I want to solve a variation on the Coupon Collector Problem, or (alternately) a slight variant on the standard Birthday Problem. I have a slight variant on the standard birthday problem.

In the standard Coupon Collector problem, someone is choosing coupons at random (with replacement) from n different possible coupons. Duplicate coupons do us no good; we need a complete set. The standard question is "What is the expected number of coupons (or probability distribution in number of coupons) to collect them all?

In the standard birthday problem, we choose k items from n options with replacement (such as k people in a room, each with one of 365 possible birthdays) and try to determine the probability distribution for how many unique values there will be (will they have the same birthday?).

In my problem, someone has chosen k items from n options and I know that there were p distinct values, but I don't know what k was. If p=n this is the coupon problem, but I want to allow for values of p that are less than n. I want to determine the probability distribution for k (actually, all I need is the expected value of k, but the distribution would be interesting as well) as a function of p and n.

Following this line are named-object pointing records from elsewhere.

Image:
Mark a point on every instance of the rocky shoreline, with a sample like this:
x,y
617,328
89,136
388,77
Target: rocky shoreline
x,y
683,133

To do this properly, you need some sort of underlying distribution for $k$. For example you could use Bayesian methods: start with a prior distribution for $k$, multiply it by the likelihood of seeing $p$ for each $k$ given $n$, and divide by some constant to get a posterior probability distribution for $k$. You might then take the mean, median or mode of that posterior distribution as your central estimate; with an improper uniform prior, taking the mode would give the maximum likelihood estimate.

Another approach based on the coupon collector's calculation might be to assume that the person was aiming to get $p$ distinct items and stopped when this was achieved. In that case the expected value of $k$ would be $$\sum_{j=n-p+1}^n \frac{n}{j} = n(H_n - H_{n-p}) \approx n \log_e \left(\frac{n}{n-p}\right) $$ though the dispersion would be relatively wide. $H_n$ is the $n$th harmonic number.


This is a statistical problem, not a probabilistic problem: you have observed data (the value $p$) and seek to infer the underlying probabilistic process (the parameter $k$). The process going from $k$ to $p$ is understood, but the reverse is much more difficult. You cannot "solve" this problem of parameter estimation.

The Maximum Likelihood Estimator of $k$ would be $\hat k = p$. Other statistical criteria would lead to different estimates.